For most people, common fungal infections– thrush, athlete’s foot, diaper rash– are easily treatable with wipes, drops, or ointments. These conditions can be more serious for more vulnerable patients like newborns, the elderly, and the estimated 9 million Americans with compromised immune systems.

And as old fungi spread to new regions, some become more deadly. Case in point: Aspergillus fumigatus. Hospitalizations from this ubiquitous mold have jumped 40% in recent years. It now tops the CDC’s Watch List of resistant organisms that can “spread across borders and cause significant morbidity and mortality,” but whose “full burden … is not yet understood.”

That has been Tan’s experience in Chicago, too. In the past decade, she’s seen more severe cases of blastomycosis. Where once kids came in just with lung disease, they now have fungal abscesses in their bones and skin. In hotter, more humid conditions, Tan says, fungi tend to be “driven into overdrive.”

To curb the spread and combat antimicrobial resistance, policymakers and industry leaders worldwide have stepped up.

On the one hand, they’re naming the issue. In 2013, U.S. Rep. Kevin McCarthy, R-CA, founded the Valley Fever Task Force, which set out to help develop new antifungal medicines through the FDA. But progress has been sluggish. Almost a decade after the task force was established, McCarthy continued to emphasize “the critical need to find effective treatments.”

On the other hand, they’re proposing legislation. In 2021, McCarthy introduced the Finding Orphan-disease Remedies With Antifungal Research and Development (FORWARD) Act, with the hope that the National Institutes of Health would target coccidioidomycosis, among other fungal infections, and the FDA would make development of antifungal drugs a priority. But the FORWARD Act remained stuck in the House. In 2022, Rep. Anna Eshoo, D-CA, reintroduced a pared-down version as part of a larger law. That bill, with further refinements, was passed in the House in June 2022 and adopted by Congress in December 2022.

Don’t count on a breakthrough right away. The bill gave the FDA almost 5 years to enact guidance that would lead to new drugs. No such guidance had been issued as of August 2023, according to Beth Fritsch, an FDA external affairs officer.

Money is being poured into drug development. For example, there’s the Antimicrobial Resistance (AMR) Action Fund, a joint investment involving the International Federation of Pharmaceutical Manufacturers and Associations, the World Health Organization, the European Investment Bank, and Wellcome Trust. But antifungals aren’t a top priority. The fund hasn’t yet targeted yeast like C. auris or molds like aspergillus.

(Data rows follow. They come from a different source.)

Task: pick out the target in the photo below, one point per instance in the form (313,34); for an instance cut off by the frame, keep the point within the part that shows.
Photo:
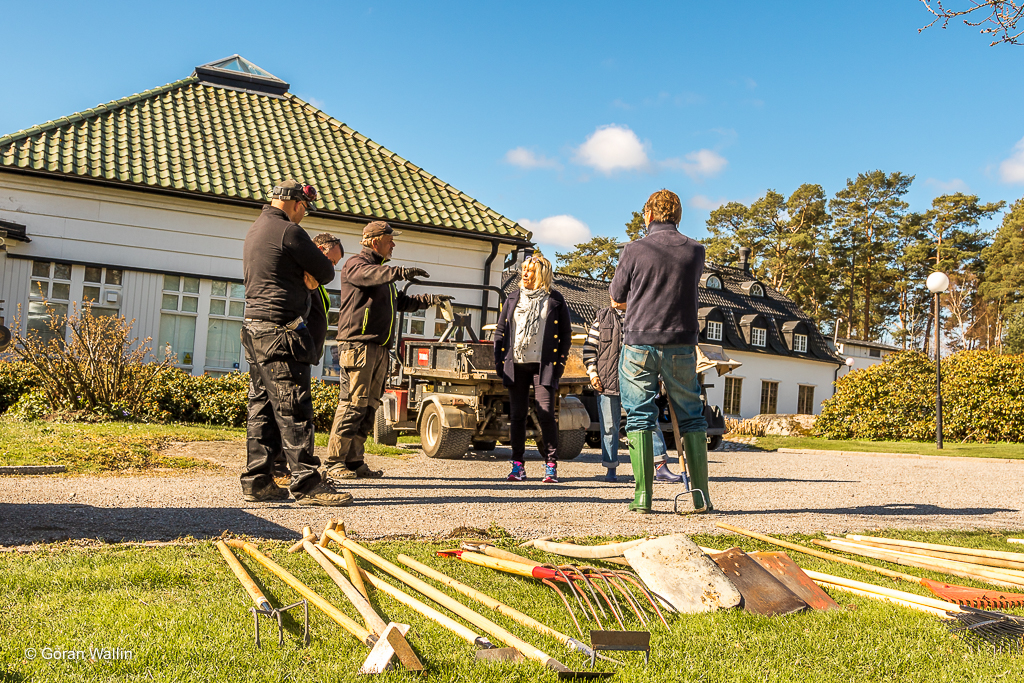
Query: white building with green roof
(140,206)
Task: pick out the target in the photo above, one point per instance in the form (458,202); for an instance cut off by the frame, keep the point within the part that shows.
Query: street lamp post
(937,284)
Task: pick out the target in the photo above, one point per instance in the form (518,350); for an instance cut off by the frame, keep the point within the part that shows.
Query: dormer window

Without that support, developing antifungals will be held back, according to Rex at F2G. The relative rarity of cases tends to make clinical trials complicated and expensive, and with the path to faster FDA review stalled in Congress, the approval process can take years. For drugmakers, the financial incentive is less than compelling, Rex says, noting that they “are still more interested in cancer or Alzheimer’s.”

Options keep growing slimmer as superfungi swarm. Rex likens the problem to infrastructure maintenance: Tending to sewage lines rarely tops anyone’s list of priorities– until there’s a catastrophe. “It’s important to take care of your pipes, but it’s not fun,” he says. “Paying for preparedness is not fun.”

To raise awareness, the CDC’s Lyman is hitting the road, educating as many doctors as she can and calling for a sense of urgency. “There are a lot of places where it just doesn’t seem to be a problem for them,” Lyman says.

“Until it’s a problem for them,” she adds.